Melibeo: Noi, invece, da qui andremo alcuni dagli assetati Africani, parte(andremo) in Scizia e all’Oasse vorticoso di Creta e dai Britanni completamente separati da tutto il mondo. Oh, ammirerò mai rivedendoli [umquam… vidensmirabor], dopo lungo tempo [longo post tempore], i confini della patria (oppure: i patri territori) e il tetto della mia povera capanna fatto di zolle, mio regno, dopo qualche anno [post aliquot aristas = dopo qualche raccolto]? Un empio soldato avrà questi maggesi così ben coltivati, un barbaro, queste messi. Ecco dove la discordia ha condotto i miseri cittadini: per questi noi abbiamo seminato i campi! Innesta ora, o Melibeo, i peri, disponi in filari le viti. Andate mie caprette, andate, gregge un tempo felice. Io non vi vedrò, d’ora in poi, pendere di lontano da una rupe piena di cespugli, sdraiato in un verde antro; non canterò nessun carme; o caprette, non brucherete sotto la mia guida di pastore (lett.: portandovi io al pascolo) il citiso in fiore e i salici amari.

Titiro: Tuttavia avresti potuto riposarti qui con me questa notte sopra un verde giaciglio di fronde (lett.: verde fogliame); abbiamo frutti maturi, tenere castagne e abbondanza di latte rappreso e già i comignoli delle case fumano di lontano e le ombre scendono più lunghe giù dagli alti monti [oppure: dalle cime dei monti].

       N.B. : dei versi 67-69 sono state proposte altre interpretazioni:

      En umquam patrios longo post tempore finis

      pauperis et tuguri congestum caespite culmen,

      post aliquot mea regna videns mirabor aristas?

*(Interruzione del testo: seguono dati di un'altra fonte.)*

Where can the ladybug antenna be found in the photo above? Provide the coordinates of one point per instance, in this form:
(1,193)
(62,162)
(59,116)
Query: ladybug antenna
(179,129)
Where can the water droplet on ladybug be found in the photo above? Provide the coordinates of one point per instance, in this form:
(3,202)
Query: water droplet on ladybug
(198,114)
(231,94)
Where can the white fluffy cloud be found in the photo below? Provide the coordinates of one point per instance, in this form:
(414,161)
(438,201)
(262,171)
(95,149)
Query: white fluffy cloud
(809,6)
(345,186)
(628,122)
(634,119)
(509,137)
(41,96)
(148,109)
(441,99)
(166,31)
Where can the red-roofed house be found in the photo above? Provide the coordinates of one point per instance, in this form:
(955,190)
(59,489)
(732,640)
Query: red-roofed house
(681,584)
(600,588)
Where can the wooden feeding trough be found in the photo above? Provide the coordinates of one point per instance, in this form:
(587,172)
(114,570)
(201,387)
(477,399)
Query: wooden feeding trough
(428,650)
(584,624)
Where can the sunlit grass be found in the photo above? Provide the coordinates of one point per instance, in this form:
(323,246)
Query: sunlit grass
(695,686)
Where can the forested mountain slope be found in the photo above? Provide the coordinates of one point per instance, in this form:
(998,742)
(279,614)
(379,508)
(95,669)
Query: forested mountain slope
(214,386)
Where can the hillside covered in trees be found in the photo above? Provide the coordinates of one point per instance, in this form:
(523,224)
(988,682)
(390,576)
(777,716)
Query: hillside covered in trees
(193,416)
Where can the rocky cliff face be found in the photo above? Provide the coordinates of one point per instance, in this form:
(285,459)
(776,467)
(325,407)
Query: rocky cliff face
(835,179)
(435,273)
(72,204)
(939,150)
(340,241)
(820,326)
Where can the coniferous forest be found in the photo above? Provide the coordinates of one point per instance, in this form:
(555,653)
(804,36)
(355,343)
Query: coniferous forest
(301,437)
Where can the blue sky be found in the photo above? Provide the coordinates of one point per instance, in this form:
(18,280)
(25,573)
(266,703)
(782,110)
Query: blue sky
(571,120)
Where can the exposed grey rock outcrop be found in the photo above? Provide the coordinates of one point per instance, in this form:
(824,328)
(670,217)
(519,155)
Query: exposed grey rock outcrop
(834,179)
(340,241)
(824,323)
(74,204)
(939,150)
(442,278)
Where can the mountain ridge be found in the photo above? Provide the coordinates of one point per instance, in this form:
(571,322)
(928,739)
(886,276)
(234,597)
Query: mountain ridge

  1. Oh, ammirerò mai rivedendoli [umquam… videns mirabor], dopo lungo tempo [longo post tempore], i confini della patria (oppure: i patri territori)  e il tetto della mia povera capanna fatto di zolle, mio regno, (spiandoli di nascosto) dietro qualche spiga [post aliquot aristas]?
  2. Oh, ammirerò mai [umquam mirabor], dopo lungo tempo [longo post tempore], i confini della patria (oppure: i patri territori) e il tetto della mia povera capanna fatto di zolle, (ammirerò mai) delle spighe [aristas], vedendo dopo qualche tempo [post aliquot… videns] il mio regno?
  3. Oh, ammirerò mai in futuro [umquam mirabor… post] un pugno di spighe [aliquot aristas], vedendo dopo lungo tempo [longo post tempore videns] i confini della patria (oppure: i patri territori) e (vedendo) il tetto della mia povera capanna fatto di zolle, (vedendo) il mio regno?
  4. Oh, ammirerò mai in futuro [umquam mirabor… post] un pugno di spighe [aliquot aristas],  vedendo dopo lungo tempo [longo post tempore videns] i confini della patria (oppure: i patri territori) e il tetto della mia povera capanna fatto di zolle, mio regno?